第五話「蛇酒」

第五話「蛇酒」

今は昔、比叡山で修行している僧がいました。比叡山 (おやま) にいても先の見込みもないと思い、山を下りて生れ故郷の攝津の国へ帰りました。妻も持ちましたが、その里で法事や供養などあるときは、やっぱりこの僧が呼ばれて、講師 (こうじ) などもつとめるのでした。大して学問のある人ではありませんが、田舎の村里では、その程度のことですみましたので、修正会 (しゅしょうえ) などのときも、この僧は導師 (どうし) として頼まれたりしました。

そういう法会のときのお餅を、僧はたくさんもらい、人にもやらずに、家にしまっていましたが、この僧の妻が「お餅がもったいないわ」といいました。

「子供や使用人に食べさせるより、固くなった餅をこまかく砕いてお酒に作ったらどうかしら」

…僧も、それはいいと思って、酒を造ることにしました。

もう酒ができあがる頃だろうと妻が思って、壷をあけてみると、壷の中で何だか、うごめいている気がします。おかしいな、と思いましたが、暗くてよく見えません。

灯をつけて壷の中に入れてみると、これは何としたこと、大小無数の蛇が、あたまをもたげて、うごめいているではありませんか。

「きゃあっ……」…妻はいそいで壷の蓋を掩って逃げ出し、夫の僧にこうこう、といいました。

<まさか、そんな…>

僧も信じられませんが、灯をともして壷の内を見ると、まさしく大小の蛇がうごめいています。これはどうしたこと、しかし気味わるいから捨てなければしょうがない、と壷に蓋 (ふた) をして遠くまで運び、広い野原の中に捨ててきました。

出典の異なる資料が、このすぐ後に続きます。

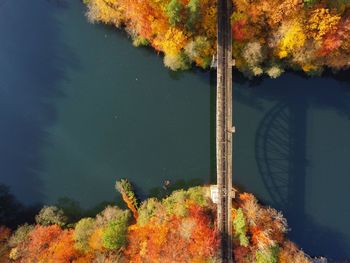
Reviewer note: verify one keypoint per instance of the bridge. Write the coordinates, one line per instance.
(224, 128)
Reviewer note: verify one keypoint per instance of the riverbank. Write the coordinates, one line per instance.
(177, 228)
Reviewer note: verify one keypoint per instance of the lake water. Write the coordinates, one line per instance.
(80, 107)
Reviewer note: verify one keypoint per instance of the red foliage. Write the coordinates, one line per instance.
(165, 242)
(39, 242)
(62, 249)
(331, 42)
(240, 253)
(5, 233)
(238, 30)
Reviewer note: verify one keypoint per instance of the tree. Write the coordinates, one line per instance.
(240, 227)
(173, 11)
(51, 215)
(115, 234)
(83, 232)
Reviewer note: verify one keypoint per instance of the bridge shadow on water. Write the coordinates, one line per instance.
(34, 62)
(282, 151)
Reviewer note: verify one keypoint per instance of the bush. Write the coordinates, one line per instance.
(83, 231)
(240, 228)
(267, 256)
(51, 215)
(115, 234)
(20, 235)
(110, 213)
(175, 204)
(147, 210)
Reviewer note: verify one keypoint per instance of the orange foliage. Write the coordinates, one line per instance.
(165, 242)
(40, 240)
(5, 233)
(62, 249)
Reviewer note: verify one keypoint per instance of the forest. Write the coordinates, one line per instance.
(269, 36)
(181, 227)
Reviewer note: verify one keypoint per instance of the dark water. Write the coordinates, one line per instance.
(80, 108)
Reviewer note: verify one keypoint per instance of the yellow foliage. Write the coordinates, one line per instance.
(106, 11)
(95, 241)
(309, 67)
(173, 41)
(321, 22)
(293, 39)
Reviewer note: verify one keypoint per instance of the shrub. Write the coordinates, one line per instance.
(51, 215)
(240, 228)
(83, 231)
(20, 235)
(110, 213)
(148, 209)
(115, 234)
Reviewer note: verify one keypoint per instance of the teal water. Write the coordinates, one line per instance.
(80, 108)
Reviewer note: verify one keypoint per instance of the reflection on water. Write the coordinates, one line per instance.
(81, 108)
(301, 131)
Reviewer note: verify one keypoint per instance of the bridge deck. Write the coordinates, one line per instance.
(224, 127)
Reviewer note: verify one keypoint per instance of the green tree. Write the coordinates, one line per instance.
(20, 235)
(83, 231)
(173, 11)
(193, 10)
(115, 234)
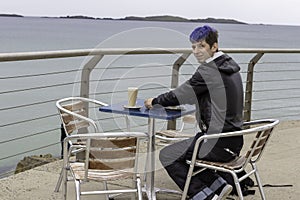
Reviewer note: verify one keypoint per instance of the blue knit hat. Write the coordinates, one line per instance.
(200, 33)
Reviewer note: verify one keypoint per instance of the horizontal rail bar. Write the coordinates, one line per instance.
(4, 57)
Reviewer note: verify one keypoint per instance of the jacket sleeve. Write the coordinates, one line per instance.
(186, 93)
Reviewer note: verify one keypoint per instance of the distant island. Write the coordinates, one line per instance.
(10, 15)
(162, 18)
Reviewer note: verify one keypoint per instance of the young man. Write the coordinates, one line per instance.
(216, 90)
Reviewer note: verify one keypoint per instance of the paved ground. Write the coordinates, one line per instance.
(279, 166)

折から、一、二日たって三人の男がそこを通りかかりました。壷をみつけて、何だろう、と蓋をあけてみると、まことに何ともいえぬよい酒の香り、その男は驚いて、

「おお、すごい香りの酒だ」

…あとの二人も壷をのぞいて、

「おいしそうな酒だねえ」

はじめの男は元来、たいへんな酒好きでした。

「おれはあの酒を飲んでみようと思う」

あとの二人はとめました。

「こんな野原に捨ててあったのだ。何かわけがあるんだろう、気味が悪いよ。およしよ」

しかし、最初に飲む、といった男は、承知しません。

「どんなわけがあってもいいよ、おれはあの酒を飲まずにはいられない」

腰に下げていた湯呑みをとって、酒をすくって飲みます。まことに甘露 (かんろ)。よいお酒です。

「うまい!」と叫ぶと、あとの二人も、もとより酒好き、

「よし、こうなったら、たとえ何があってもおれたちは一緒だ、見殺しにしないぞ」

などと無茶なことをいって、二人の男も負けずに飲み出します。いやあ、うまい、というのでしたたか飲み、あとは三人でその壷を担いで家へ持って帰り、毎日飲みましたが、べつに何のこともありませんでした。

この噂は僧のところへも伝わりました。僧も仏の道を少しながら学んだ身、まんざらの無智ではありません。 (ああ、悪いことをした。仏さまに供えたお餅を、私欲で無法に横取りして酒に作ったばかりに、仏さまはわれらには蛇の酒を見せられたのだ。) …そう反省して、深く恥入ったということです。